Summary
Jose Marti: Guantanamera
José Martí was a Cuban intellectual and poet, a tireless freedom fighter and a great humanist. He published several collections of poetry and a novel; he also wrote stories, dramas, chronicles, criticism, essays, aphorisms... and also engaged in translation and pedagogical work. In addition to his literary and journalistic work, Martí was also a politically engaged, imprisoned and persecuted revolutionary, he fought for Cuban independence and died in battle in 1895, at the age of 42.
In his poetry, Martí leaned towards the father of free verse, Walt Whitman, and exerted a great influence on modernist poets at the turn of the 20th century.
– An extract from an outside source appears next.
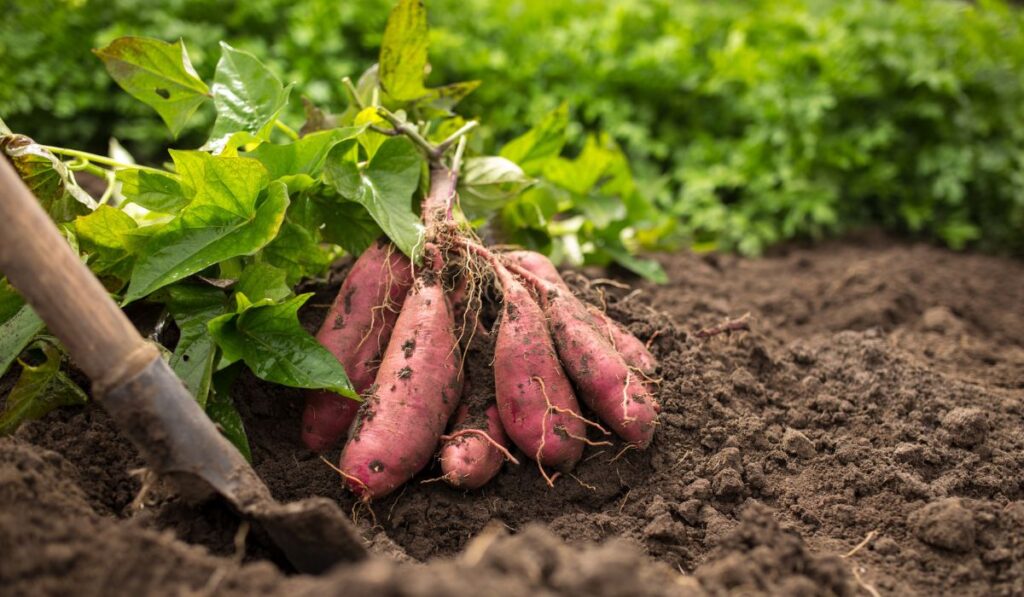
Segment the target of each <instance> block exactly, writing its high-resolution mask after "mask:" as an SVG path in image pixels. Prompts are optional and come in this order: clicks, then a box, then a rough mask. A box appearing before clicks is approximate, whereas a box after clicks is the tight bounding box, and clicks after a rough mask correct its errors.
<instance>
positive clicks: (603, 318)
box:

Outside of Cuba, he is best known for the song Guantanamera, which was made a world hit by the American band The Sandpipers in 1966, and was later covered by many famous musicians such as: Joan Baez, Jose Feliciano, Los Lobos, Gipsy Kings, Compay Segundo, Zucchero... However, folk musician Pete Seeger probably did the most for the popularity of the song (and the creation of this book), who "discovered" the forgotten song, arranged it and sang it at his concerts, and in the announcements he usually mentioned the author of the text José Martí (recommendation for listening: Pete Seeger & Arlo Guthrie, Together in Concert).
Guantanamera (Girl from Guantánamo) is today considered a Cuban patriotic song, and Martí a Cuban hero and one of the main protagonists in the South American struggle for freedom and a forerunner of modernism in South American poetry.